Ma, a parte la considerazione che i difetti inerenti alla convocazione dell’assemblea, come quello configurabile nella specie consistente in un difetto di informazione dei soci, producono secondo la giurisprudenza dominante solo annullabilità e non nullità della deliberazione, anche se si volesse affermare la nullità della deliberazione e quindi l’inesistenza dell’autorizzazione all’acquisto in questione, ne deriverebbe soltanto il riconoscimento dell’invalidità relativa del negozio di acquisto (arg. ex artt. 377 e 428 c.c.). Invalidità che, se non fatta valere dalla società, produrrebbe la convalidazione del negozio e dei suoi effetti.

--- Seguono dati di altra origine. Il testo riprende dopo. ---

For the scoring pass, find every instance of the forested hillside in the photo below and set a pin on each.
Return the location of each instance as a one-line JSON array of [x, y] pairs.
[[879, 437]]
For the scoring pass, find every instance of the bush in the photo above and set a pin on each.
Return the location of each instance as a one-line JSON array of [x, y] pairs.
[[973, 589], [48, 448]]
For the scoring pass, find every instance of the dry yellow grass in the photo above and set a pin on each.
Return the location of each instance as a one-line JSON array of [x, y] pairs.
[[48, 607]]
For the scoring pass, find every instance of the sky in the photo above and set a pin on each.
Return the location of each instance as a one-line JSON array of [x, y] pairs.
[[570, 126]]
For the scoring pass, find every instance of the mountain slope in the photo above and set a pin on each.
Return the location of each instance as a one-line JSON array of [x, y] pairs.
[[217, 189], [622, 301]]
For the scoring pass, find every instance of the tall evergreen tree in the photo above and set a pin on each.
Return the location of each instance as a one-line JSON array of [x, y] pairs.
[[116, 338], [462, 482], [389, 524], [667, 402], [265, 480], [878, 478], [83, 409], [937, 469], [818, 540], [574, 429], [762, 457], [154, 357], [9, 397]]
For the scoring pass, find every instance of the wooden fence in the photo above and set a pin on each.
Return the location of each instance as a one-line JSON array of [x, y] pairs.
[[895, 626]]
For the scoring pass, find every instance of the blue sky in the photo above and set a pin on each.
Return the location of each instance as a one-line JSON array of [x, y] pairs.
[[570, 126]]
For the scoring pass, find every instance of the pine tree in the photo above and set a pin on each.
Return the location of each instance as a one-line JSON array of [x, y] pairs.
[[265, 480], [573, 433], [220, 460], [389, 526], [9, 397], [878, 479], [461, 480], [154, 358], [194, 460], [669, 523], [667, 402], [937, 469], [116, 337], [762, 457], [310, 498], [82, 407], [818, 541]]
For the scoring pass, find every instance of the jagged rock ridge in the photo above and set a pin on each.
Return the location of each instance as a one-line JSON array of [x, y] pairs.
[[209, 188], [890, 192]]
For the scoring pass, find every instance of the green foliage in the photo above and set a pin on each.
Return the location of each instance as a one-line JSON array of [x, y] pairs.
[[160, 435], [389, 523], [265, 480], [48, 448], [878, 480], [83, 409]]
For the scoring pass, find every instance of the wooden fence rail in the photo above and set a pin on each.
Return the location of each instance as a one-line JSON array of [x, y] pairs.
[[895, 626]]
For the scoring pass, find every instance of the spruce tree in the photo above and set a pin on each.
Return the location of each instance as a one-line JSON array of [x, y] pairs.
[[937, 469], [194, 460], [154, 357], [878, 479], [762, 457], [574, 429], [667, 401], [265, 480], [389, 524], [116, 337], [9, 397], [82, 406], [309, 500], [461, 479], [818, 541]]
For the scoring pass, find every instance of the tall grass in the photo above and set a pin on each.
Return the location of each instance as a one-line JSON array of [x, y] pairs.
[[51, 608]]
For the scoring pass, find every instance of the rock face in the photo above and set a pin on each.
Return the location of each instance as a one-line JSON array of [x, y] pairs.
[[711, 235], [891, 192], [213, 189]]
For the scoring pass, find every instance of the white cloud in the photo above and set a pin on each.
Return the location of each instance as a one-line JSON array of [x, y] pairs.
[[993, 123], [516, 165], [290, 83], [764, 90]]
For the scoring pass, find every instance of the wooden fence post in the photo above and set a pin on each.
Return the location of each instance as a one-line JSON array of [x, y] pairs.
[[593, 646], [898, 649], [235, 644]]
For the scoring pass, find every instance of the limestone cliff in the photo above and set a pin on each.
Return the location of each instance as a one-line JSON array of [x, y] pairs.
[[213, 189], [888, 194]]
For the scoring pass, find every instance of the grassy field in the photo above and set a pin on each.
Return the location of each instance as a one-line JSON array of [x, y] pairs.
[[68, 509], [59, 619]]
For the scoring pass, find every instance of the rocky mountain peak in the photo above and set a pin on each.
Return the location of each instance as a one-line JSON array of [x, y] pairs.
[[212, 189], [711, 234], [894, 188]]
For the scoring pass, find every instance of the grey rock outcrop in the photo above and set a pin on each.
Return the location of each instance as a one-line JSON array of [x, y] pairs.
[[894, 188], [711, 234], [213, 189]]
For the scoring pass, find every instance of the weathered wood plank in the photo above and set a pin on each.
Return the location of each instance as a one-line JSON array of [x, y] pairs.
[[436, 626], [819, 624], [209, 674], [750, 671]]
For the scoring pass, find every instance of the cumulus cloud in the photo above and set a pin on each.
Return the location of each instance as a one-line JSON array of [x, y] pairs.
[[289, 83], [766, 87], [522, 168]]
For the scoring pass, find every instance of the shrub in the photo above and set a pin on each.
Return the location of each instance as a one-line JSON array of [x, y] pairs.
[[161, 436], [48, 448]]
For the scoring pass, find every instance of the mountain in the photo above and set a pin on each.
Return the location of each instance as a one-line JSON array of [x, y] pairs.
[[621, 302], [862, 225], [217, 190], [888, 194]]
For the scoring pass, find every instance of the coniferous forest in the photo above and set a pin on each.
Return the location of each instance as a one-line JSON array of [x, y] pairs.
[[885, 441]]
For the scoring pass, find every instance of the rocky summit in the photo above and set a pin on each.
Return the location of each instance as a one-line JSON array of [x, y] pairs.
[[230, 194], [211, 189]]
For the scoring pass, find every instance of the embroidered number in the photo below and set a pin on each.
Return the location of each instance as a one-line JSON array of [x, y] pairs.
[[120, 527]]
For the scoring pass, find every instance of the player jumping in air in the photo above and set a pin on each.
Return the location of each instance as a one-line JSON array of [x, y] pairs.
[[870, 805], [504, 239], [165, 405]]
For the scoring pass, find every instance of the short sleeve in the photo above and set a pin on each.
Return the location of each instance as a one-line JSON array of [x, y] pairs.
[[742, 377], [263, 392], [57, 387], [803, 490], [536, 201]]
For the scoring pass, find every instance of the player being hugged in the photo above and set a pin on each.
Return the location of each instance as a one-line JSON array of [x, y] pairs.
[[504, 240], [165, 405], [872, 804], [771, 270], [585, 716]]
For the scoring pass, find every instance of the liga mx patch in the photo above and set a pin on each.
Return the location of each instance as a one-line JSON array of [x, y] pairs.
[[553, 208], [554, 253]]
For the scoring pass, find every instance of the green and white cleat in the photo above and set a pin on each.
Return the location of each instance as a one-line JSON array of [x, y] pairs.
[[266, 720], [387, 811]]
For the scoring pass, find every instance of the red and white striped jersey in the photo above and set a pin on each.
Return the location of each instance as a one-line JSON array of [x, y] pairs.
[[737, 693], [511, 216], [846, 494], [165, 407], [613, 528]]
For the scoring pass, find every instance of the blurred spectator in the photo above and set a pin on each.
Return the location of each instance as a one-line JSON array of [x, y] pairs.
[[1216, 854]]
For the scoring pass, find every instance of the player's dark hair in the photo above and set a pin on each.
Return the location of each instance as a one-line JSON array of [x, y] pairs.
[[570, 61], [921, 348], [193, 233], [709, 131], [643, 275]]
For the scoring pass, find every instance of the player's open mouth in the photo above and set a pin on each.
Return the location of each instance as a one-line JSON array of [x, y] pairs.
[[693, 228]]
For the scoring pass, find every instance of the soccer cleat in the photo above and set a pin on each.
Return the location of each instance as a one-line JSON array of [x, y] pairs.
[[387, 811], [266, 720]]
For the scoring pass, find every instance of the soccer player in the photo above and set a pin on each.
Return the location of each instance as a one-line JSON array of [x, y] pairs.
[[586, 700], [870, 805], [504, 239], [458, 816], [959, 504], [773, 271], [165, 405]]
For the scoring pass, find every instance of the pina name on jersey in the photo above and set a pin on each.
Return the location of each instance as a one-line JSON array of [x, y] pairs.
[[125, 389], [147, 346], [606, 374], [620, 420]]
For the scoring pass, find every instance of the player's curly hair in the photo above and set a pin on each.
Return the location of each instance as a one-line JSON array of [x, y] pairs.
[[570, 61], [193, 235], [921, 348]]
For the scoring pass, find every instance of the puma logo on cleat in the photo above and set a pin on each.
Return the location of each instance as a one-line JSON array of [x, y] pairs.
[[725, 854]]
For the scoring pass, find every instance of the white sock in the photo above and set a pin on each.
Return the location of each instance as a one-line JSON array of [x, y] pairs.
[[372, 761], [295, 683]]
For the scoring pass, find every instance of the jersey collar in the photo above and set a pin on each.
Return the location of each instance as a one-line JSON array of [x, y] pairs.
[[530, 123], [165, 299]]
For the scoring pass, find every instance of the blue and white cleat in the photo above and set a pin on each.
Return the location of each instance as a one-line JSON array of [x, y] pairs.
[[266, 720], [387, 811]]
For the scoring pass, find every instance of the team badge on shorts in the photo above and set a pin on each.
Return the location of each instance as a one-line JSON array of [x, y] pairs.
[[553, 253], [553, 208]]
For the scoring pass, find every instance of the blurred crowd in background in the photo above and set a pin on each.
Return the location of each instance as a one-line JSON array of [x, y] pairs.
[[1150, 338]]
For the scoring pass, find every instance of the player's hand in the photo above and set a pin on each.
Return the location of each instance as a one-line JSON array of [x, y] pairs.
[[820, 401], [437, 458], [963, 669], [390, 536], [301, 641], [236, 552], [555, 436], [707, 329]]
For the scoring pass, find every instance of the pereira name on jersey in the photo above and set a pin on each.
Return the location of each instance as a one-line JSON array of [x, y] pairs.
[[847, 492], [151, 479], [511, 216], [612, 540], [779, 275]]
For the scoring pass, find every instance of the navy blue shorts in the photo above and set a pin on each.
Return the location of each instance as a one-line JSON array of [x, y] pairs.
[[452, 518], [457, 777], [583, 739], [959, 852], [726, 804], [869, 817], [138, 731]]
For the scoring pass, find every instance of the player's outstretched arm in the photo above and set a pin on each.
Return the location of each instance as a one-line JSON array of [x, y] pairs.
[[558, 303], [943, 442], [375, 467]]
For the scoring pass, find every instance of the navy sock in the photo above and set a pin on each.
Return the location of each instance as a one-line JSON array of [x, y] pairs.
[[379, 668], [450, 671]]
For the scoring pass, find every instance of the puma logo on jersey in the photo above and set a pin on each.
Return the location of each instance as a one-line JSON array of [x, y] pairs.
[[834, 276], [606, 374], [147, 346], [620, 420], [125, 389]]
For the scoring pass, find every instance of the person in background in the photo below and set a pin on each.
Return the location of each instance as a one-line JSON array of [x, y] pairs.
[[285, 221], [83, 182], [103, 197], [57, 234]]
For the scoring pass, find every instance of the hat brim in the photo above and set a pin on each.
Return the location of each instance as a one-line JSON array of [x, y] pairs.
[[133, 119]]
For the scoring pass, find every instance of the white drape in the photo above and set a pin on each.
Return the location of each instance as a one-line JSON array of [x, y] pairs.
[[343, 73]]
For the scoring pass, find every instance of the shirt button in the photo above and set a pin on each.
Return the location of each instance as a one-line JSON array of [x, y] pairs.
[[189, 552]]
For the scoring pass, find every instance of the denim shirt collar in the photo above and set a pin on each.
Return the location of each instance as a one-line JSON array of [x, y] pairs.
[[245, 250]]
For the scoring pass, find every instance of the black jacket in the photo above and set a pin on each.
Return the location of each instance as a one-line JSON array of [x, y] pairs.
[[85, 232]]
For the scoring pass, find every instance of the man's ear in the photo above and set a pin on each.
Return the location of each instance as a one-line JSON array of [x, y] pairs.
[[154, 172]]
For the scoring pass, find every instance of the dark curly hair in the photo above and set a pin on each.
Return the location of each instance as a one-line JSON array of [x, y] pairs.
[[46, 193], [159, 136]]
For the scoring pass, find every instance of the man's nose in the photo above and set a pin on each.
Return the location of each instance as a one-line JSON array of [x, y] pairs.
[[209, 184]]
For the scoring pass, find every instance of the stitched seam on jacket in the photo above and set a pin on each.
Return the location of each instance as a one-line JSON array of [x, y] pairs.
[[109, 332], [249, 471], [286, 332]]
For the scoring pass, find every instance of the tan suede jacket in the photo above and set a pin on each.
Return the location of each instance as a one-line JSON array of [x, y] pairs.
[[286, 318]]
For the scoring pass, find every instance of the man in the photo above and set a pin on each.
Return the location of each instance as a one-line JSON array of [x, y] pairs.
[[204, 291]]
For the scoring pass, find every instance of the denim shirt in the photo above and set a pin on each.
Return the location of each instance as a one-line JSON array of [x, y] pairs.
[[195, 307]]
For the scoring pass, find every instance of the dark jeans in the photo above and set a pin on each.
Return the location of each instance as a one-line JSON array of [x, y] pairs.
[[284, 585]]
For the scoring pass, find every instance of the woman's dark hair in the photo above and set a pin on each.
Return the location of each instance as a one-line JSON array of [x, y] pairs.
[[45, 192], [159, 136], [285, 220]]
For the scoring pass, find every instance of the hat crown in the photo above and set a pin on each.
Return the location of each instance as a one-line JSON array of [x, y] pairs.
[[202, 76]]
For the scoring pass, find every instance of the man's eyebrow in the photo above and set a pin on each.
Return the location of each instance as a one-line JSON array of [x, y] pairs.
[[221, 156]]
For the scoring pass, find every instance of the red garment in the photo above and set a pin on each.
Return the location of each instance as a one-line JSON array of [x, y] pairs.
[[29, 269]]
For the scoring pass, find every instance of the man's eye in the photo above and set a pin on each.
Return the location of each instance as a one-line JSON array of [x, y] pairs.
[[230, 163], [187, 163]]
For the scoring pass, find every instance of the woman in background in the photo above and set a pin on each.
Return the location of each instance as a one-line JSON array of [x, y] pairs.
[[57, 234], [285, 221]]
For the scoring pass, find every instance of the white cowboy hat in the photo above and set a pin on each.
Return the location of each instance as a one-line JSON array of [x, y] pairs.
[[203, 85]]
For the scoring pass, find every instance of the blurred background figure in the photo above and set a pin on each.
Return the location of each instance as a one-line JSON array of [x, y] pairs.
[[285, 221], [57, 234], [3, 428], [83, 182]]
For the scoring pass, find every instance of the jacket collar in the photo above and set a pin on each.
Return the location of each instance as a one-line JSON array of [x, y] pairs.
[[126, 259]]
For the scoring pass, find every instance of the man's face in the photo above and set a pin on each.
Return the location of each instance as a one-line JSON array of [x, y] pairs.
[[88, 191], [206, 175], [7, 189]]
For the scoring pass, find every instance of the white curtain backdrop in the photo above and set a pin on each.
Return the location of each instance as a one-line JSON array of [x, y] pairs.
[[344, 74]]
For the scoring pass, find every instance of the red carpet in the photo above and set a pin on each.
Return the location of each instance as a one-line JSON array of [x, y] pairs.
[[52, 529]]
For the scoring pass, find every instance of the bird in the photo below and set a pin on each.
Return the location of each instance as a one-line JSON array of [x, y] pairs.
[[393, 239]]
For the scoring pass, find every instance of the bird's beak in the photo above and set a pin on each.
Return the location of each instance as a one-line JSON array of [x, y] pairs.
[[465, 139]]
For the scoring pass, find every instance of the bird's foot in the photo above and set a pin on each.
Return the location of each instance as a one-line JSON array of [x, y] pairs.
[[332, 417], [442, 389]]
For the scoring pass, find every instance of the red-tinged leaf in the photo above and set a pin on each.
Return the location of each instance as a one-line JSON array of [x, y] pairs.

Conclusione questa che dimostra come in ogni caso l’acquisto del bene da parte della società è avvenuto e che solo una specifica iniziativa per l’annullamento potrebbe cancellarne gli effetti, in contrasto con la tesi della radicale invalidità o inefficacia del negozio di acquisto.

§.2. VIOLAZIONE DELL’ART. 2343 BIS E CONSEGUENZE PER GLI AMMINISTRATORI
A carico dell’amministratore potrebbe configurarsi la responsabilità per avere arrecato danni alla società, se si dimostrasse che l’acquisto è stato da lui compiuto a condizioni più onerose di quelle che sarebbero state convenute in base alla relazione giurata, ove essa fosse tempestivamente intervenuta.
Si potrebbe forse profilare a carico dell’amministratore anche una responsabilità penale per truffa, qualora il suo comportamento fosse stato ispirato dal dolo di danneggiare la società a beneficio di uno o più dei soggetti indicati dall’art. 2343 bis c.c.
Trova in ogni caso applicazione l’art 2629 c.c. che prevede il reato di “valutazione esagerata dei conferimenti e degli acquisti della società”, reato proprio, ove soggetti attivi sono gli amministratori, i promotori, i fondatori e i soci. Tale articolo si applicherà anche nel caso in cui non siano integrati i requisiti di cui all’art. 2343 bis (l’entità pari o superiore al decimo del capitale sociale, ed il fatto che l’acquisto sia avvenuto al di là dei due anni dalla costituzione).
E’ stato osservato, al riguardo, che, potendo il decimo del capitale subire variazioni in più o in meno nelle more dell’autorizzazione assembleare, sarà necessario che l’assemblea chiamata ad esprimere il «consenso preventivo» verifichi, al momento, la congruità del rapporto «corrispettivo pattuito-capitale sociale» [5].